Apple Tree

Apple Tree is a gem. . . that's the best way I can describe it.  It's got a rhythm that is easy for my 1st graders to derive, is great for teaching so-mi (extracted in the first and third phrases), is great for la (extracted in the 2nd) and for do (the final phrase of the song).  What's more is it has a fun game that the kids ask for over and over and over and over and over. . . . .  and over again for.  If you're not familiar with the song, here it is:

The game:
Formation:  standing circle, holding hands, with two people (I use myself and a student volunteer) making and arch.
Action:  as the song is sung, the students process in a circular motion with the circle going under the arch formed by the teacher and student volunteer.  On the word "out" the arch lowers their arms, catching whoever is under the tree at that time.  The caught student then joins the arch (I refer to it as the tree).  The game is repeated until all the "apples" (the students in the walking circle) are caught.  As the tree grows, more students are caught.  The students love this!
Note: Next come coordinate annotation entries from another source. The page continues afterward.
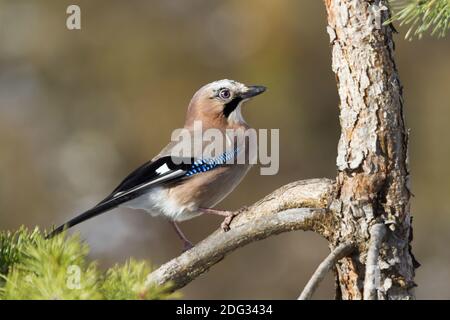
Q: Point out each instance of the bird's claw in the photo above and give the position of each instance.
(227, 221)
(187, 245)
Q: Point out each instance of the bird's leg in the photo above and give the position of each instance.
(186, 243)
(229, 215)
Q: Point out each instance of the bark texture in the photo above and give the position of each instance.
(300, 205)
(372, 181)
(367, 209)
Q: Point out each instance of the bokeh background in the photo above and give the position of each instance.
(80, 109)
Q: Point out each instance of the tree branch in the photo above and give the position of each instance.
(300, 205)
(338, 253)
(372, 278)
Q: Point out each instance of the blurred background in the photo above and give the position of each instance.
(80, 109)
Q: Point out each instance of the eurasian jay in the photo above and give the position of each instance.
(181, 188)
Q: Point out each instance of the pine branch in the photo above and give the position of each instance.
(286, 209)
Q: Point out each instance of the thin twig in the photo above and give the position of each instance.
(372, 277)
(265, 218)
(338, 253)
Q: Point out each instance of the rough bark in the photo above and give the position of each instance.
(372, 181)
(300, 205)
(369, 205)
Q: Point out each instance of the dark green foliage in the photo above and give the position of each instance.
(32, 267)
(422, 16)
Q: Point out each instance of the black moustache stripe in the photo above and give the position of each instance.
(231, 106)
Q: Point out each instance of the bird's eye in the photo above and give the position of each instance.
(225, 94)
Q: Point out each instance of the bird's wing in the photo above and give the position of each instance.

As I mentioned, this song is GREAT for 1st and 2nd grades.  I use it for ta & ti-ti reading and so-mi-la reading in the first grade.  I have created sets of tone ladders that the students use to sing the phrases.  After they have derived the known solfa (the first three phrases of the song), they sing it while pointing to the solfége apples on their tone ladder.  
On the back of the tone ladder are the Curwin handsigns for the solfa.  I found this really helps my kinesthetic learners.  Both tone the apple tone ladder and the solfa hands are used to sing the phrases of the song and to do melodic decoding with known solfa.
 Here are a couple more reading manipulatives that I use with my students with apple tree.  I have them written with the "note heads" both on the lines and on the spaces as to reinforce the staff relationships between so-mi-la.



 This is a great song to bring back in second grade to practice do.  The students know it, love it and remember it well and the fact that do is the final note of the song really reinforces that newly learned second grade concept.